◭
Bölüm Şarkıları:
Welshly Arms- Legendary
Audiomachine- Wildfire
Audiomachine - Deceit and Betrayal
◭
İnandığın bir gerçek uğruna ne kadar çabalayabilirsin? Yolun ortasında, yolun sonunun aydınlık olmadığını öğrensen vazgeçer misin yoksa yine de başladığın işi bitirir misin?
Zahir, inandığı gerçekler uğruna, başına ne gelirse gelsin mücadele etmesi konusunda eğitimler aldı. Küçüklüğünden beridir babası onun için en doğru eğitimi sağladı ve Zahir'i Birim için mükemmel bir asker haline getirdi. İlkelerine ve inançlarına bağlı; atalarına karşı saygı ve sevgi dolu bir adam oldu. Başladığı işi bitirecek kadar hırslı ve güçlü olmayı öğrettiler ona. Boyun eğmek yerine; boynunu feda edebilecek kadar yenilmez olmasını öğütlediler ve herkes yarattıkları bu adamdan çok memnundu.

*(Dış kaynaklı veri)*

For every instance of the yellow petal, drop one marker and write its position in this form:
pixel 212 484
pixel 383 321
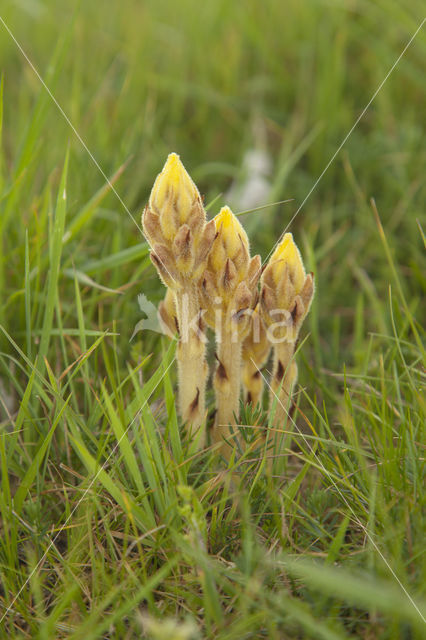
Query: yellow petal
pixel 230 238
pixel 173 195
pixel 287 254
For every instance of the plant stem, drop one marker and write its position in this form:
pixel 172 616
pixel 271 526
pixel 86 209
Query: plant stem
pixel 192 367
pixel 284 375
pixel 227 384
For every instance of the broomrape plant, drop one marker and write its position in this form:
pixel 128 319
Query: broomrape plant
pixel 174 223
pixel 286 292
pixel 229 291
pixel 211 279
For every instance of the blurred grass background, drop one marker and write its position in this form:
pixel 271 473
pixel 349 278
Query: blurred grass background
pixel 211 81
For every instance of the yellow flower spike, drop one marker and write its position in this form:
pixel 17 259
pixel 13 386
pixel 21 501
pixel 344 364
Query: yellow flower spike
pixel 231 242
pixel 286 295
pixel 174 223
pixel 287 256
pixel 173 196
pixel 229 292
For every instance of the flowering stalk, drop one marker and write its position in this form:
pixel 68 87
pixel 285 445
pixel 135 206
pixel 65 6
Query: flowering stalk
pixel 229 289
pixel 285 299
pixel 256 348
pixel 174 223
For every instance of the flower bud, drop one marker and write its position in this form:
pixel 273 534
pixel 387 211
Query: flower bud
pixel 231 242
pixel 175 198
pixel 286 287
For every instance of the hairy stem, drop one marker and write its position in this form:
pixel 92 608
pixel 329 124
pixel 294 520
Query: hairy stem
pixel 192 367
pixel 227 384
pixel 284 376
pixel 252 381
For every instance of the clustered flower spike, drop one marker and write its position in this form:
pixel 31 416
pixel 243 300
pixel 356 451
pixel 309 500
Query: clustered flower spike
pixel 230 276
pixel 286 287
pixel 211 278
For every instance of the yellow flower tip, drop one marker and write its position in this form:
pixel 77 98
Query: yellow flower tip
pixel 231 232
pixel 173 194
pixel 287 254
pixel 225 218
pixel 173 168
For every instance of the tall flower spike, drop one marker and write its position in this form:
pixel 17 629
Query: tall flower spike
pixel 174 223
pixel 285 299
pixel 229 290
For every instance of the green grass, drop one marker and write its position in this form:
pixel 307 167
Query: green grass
pixel 111 525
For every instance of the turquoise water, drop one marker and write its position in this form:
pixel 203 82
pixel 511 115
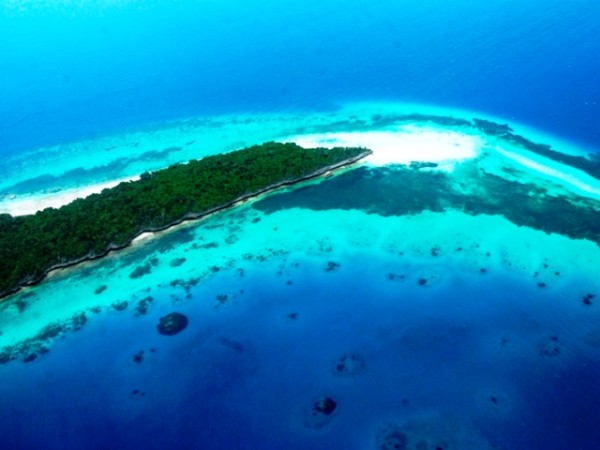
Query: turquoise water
pixel 424 325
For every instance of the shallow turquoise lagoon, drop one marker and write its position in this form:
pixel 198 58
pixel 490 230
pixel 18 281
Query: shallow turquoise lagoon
pixel 328 315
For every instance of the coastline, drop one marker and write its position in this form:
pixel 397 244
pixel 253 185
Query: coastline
pixel 26 205
pixel 324 171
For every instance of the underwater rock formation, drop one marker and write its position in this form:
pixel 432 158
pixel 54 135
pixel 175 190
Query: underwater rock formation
pixel 172 324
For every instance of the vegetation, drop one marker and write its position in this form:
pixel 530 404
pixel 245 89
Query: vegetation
pixel 87 228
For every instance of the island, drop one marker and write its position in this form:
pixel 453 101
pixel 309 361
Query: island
pixel 88 228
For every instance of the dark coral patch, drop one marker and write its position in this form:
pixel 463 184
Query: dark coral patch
pixel 172 324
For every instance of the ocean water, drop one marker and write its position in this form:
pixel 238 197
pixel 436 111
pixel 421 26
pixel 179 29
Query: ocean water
pixel 426 326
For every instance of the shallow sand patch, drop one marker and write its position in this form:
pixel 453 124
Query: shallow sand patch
pixel 402 145
pixel 25 205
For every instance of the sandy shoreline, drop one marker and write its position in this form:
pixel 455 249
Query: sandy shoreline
pixel 30 204
pixel 402 145
pixel 149 233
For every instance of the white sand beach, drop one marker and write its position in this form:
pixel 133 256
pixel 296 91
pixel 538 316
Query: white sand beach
pixel 401 145
pixel 30 204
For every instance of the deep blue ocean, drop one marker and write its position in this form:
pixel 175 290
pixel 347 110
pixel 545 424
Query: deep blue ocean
pixel 77 69
pixel 432 331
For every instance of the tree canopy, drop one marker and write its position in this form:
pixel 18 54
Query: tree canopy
pixel 88 228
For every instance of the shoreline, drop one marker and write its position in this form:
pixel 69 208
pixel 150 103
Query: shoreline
pixel 324 171
pixel 26 205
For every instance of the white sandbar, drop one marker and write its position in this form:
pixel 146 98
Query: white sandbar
pixel 401 145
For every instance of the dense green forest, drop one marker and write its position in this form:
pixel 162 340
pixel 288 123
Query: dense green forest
pixel 90 227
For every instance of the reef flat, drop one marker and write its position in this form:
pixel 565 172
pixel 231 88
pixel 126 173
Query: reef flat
pixel 89 228
pixel 442 293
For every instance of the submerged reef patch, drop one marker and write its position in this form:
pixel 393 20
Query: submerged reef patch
pixel 172 324
pixel 468 189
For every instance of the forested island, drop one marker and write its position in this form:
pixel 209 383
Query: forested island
pixel 88 228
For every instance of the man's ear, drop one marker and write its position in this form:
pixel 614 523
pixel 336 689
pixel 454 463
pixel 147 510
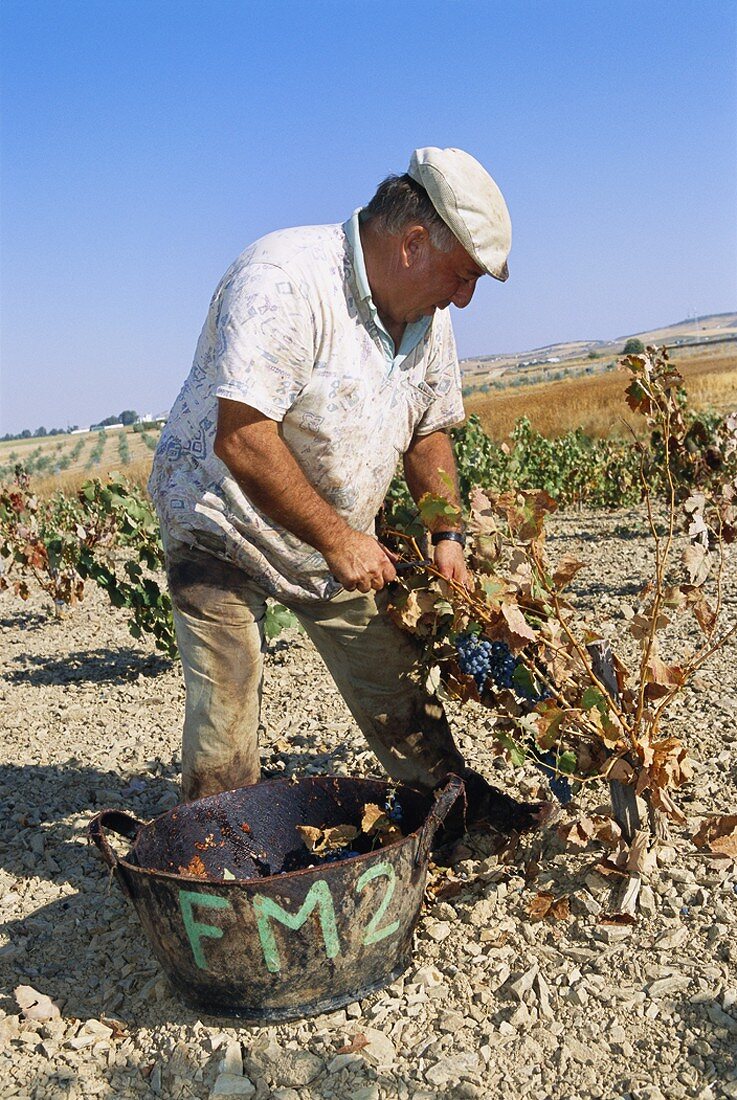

"Birim'e çabuk alıştın." dedi ve yanında oturan Yekta'ya göz kırptı. "Her girdiğin ortama bu kadar kolay alışır mısın?" diye sordu ve içki bardağını parmakları arasında çevirmeyi bırakıp içkisinden bir yudum aldı.
"Arkadaş edinmeye değil; görevimi yerine getirmeye gelmiştim. Bu yüzden alışmak hep ikinci planda oldu." dedi Yekta ve içkisinden büyük bir yudum aldı. Üzerine giydiği lacivert gömleğinin kollarını kıvırmıştı ve gömleğinin son iki düğmesini açıkta bırakmıştı. Birkaç düğme daha açmak istese de boynundaki kolyenin fark edilmesini istemediği için kapalı tutmayı seçmişti.
"Savaş Gökmen'in kanını öyle çok taşıyorsun ki..." diye mırıldandı Zahir ve başını iki yana usulca sallayıp içkisinden bir yudum aldı.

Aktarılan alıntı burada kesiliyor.